Von Thorsten Denkler, Berlin

Es ist 16 Uhr. Der Seminartag ist vorbei. Ab jetzt: Freizeit. Aber wer will sich da so richtig freuen, wenn er als Bundesfreiwilliger in einer der 17 Bildungszentren des Bundes hockt. Irgendwo in Geretsried, in Schleife oder in Ith. Manche der Bildungszentren haben einen hauptamtlichen Freizeitbetreuer. Viele allerdings nicht. Die Bufdis, wie die Bundesfreiwilligen genannt werden, sind auf sich allein gestellt. Manche von ihnen noch keine 18 Jahre alt.
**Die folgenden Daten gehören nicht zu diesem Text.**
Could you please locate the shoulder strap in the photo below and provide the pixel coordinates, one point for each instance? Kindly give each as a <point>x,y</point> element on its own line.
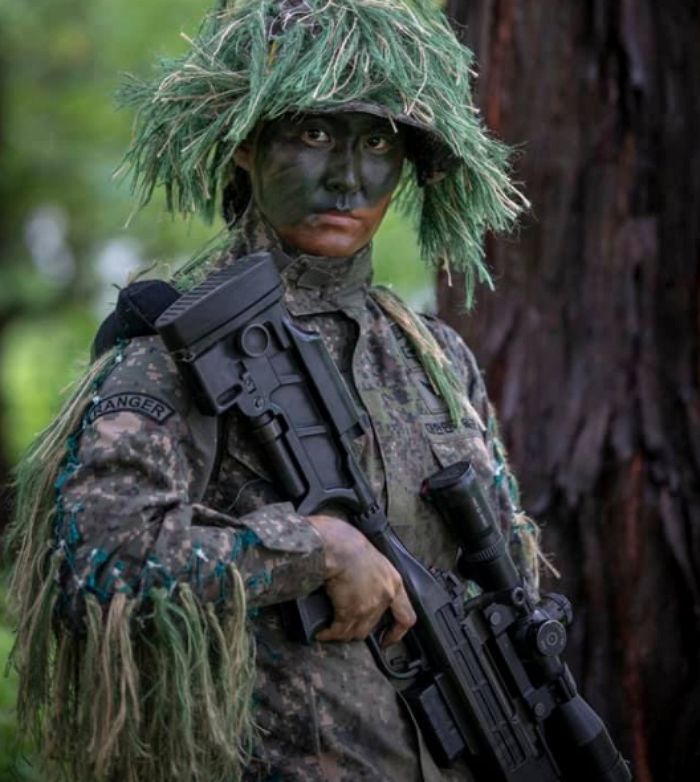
<point>138,308</point>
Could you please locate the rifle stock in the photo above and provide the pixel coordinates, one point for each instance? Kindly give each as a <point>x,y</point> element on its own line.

Von regelmäßigen Saufgelagen wird berichtet, wenn nur noch der Wachdienst des Bildungszentrums im Einsatz ist.

Bis vor wenigen Jahren sind in den Bildungszentren des Bundes die Zivildienstleistenden geschult worden. Sie waren dem Bundesamt für Zivildienst unterstellt. Dann schaffte Schwarz-Gelb die Wehrpflicht und damit den Zivildienst ab. Die damalige CDU-Familienministerin Kristina Schröder kreierte den Bundesfreiwilligendienst. Ein Erfolg. Die 35.000 Plätze bundesweit sind regelmäßig ausgebucht.

Überflüssiges Millionen-Grab

Inzwischen hat das Bundesamt für den Zivildienst einen neuen Namen bekommen: Bundesamt für Familie und zivilgesellschaftliche Aufgaben. Kernaufgabe ist die Organisation und Kontrolle des Bundesfreiwilligendienstes. Und dazu gehört nach seinem Selbstverständnis auch die politische Bildung der Bufdis. Die findet verpflichtend in den ehemaligen Zivildienstschulen statt, heute Bildungszentren genannt.

Kritiker sehen in diesen Zentren allerdings vor allem eines: ein pädagogisch überflüssiges Millionen-Grab.

Der Bunderechnungshof kommt in einer Stellungnahme vom 12. September dieses Jahres zu einem eindeutigen Schluss. Die Zentren seien weder heute noch in Zukunft "wirtschaftlich zu betreiben", schreiben die Bundesrechnungsprüfer. Und empfehlen daher, "die Bildungszentren mittelfristig aufzugeben". Die Stellungnahme liegt Süddeutsche.de vor.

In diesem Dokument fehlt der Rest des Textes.